Et il m'entraîna dans la petite arrière-boutique d'un bureau de tabac où une jeune femme anglaise, plutôt jolie, nous servit un swenskapunch de derrière les fagots.
Axelsen étancha ses larmes, et voici la navrante histoire qu'il me narra:
—Il y a cinq ans de cela. J'habitais Bergen (Norvège) et je débutais dans les arts.
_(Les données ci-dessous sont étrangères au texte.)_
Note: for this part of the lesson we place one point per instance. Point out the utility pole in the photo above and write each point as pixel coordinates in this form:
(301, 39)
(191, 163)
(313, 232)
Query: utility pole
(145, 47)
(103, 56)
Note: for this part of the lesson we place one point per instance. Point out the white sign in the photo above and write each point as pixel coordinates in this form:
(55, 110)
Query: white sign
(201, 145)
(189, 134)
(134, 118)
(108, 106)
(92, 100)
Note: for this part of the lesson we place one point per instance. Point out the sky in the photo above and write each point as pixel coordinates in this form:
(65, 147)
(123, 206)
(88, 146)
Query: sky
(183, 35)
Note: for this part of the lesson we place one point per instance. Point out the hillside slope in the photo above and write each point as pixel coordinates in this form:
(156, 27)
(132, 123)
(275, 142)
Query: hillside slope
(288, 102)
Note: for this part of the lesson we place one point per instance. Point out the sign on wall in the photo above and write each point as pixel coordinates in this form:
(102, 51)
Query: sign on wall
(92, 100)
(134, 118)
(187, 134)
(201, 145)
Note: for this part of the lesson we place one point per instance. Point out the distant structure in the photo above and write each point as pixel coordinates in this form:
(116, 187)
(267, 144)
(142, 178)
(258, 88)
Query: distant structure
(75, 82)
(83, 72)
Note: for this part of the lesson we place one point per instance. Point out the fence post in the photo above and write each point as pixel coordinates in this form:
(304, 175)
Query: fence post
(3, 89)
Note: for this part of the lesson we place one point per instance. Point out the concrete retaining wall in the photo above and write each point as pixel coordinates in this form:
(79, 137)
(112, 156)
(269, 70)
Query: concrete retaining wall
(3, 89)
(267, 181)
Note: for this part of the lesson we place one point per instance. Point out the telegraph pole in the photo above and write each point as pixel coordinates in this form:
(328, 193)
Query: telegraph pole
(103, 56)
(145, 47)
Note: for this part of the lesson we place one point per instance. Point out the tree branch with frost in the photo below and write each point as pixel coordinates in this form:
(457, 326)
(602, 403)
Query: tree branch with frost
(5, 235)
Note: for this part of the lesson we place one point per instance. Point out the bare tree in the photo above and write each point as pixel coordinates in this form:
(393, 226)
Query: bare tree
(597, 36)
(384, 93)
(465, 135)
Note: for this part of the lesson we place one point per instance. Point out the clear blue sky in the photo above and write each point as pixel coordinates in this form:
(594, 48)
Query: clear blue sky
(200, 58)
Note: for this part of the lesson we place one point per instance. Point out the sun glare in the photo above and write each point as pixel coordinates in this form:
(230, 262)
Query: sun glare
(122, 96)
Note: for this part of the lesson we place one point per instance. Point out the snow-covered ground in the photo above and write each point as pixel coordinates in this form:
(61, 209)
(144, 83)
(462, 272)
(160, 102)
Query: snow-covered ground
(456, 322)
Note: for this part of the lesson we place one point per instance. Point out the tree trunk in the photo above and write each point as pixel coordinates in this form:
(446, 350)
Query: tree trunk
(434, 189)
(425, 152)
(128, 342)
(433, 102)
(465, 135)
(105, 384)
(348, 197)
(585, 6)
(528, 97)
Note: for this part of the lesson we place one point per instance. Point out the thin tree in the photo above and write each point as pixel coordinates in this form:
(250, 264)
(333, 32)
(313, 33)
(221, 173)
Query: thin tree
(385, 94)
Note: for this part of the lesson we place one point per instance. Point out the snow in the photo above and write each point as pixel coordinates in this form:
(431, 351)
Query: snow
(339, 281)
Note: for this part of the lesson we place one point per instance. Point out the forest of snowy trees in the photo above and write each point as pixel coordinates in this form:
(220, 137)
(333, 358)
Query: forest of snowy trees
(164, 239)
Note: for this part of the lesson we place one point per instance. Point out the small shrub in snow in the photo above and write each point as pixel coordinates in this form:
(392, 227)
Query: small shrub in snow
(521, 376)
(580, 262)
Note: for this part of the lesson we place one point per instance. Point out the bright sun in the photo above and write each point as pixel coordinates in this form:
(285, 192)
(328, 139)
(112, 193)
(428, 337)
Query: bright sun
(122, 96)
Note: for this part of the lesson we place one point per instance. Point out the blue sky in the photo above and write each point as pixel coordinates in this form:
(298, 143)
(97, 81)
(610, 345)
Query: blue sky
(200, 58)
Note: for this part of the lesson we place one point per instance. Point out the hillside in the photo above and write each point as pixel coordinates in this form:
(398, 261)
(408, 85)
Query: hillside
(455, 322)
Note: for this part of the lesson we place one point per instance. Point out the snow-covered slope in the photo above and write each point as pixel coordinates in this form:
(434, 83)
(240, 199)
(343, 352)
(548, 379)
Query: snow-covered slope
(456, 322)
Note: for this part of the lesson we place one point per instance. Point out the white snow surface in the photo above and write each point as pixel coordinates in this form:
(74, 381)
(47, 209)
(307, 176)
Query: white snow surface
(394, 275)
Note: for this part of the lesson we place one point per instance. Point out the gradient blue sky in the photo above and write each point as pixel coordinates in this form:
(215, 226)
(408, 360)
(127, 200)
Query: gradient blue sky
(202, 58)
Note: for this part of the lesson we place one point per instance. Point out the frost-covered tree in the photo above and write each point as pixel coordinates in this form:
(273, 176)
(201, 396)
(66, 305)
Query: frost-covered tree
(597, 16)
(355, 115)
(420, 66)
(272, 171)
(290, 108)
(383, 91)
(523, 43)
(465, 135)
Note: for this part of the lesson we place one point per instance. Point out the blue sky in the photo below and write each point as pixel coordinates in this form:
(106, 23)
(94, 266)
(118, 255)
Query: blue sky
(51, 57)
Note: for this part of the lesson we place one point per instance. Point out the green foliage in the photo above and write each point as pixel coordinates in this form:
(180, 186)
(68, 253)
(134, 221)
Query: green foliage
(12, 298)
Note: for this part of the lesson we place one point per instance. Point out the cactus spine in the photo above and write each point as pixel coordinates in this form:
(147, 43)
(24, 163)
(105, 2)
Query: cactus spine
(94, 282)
Un jour, un soir plutôt, à un bal chez M. Isdahl, le grand marchand de rogues, je tombai amoureux d'une jeune fille charmante à laquelle, du premier coup, je ne fus pas complètement indifférent. Je me fis présenter à son père et devins familier de la maison. C'était bientôt sa fête. J'eus l'idée de lui faire un cadeau, mais quel cadeau?… Tu ne connais pas la baie de Vaagen?
—Pas encore.
—Eh bien, c'est une fort jolie baie dont mon amie raffolait, surtout en un petit coin. Je me dis: « Je vais lui faire une jolie aquarelle de ce petit coin, elle sera bien contente. » Et un beau matin me voilà parti avec mon attirail d'aquarelliste. Je n'avais oublié qu'une chose, mon pauvre ami: de l'eau. Or tu sais que si le mouillage est interdit aux marchands de vins, il est presque indispensable aux aquarellistes. Pas d'eau! Ma foi, me dis-je, je vais faire mon aquarelle à l'eau de mer, je verrai ce que ça donnera.
« Ça donna une fort jolie aquarelle que j'offris à mon amie et qu'elle accrocha tout de suite dans sa chambre. Seulement… tu ne sais pas ce qui arriva?
—Je le saurai quand tu me l'auras dit.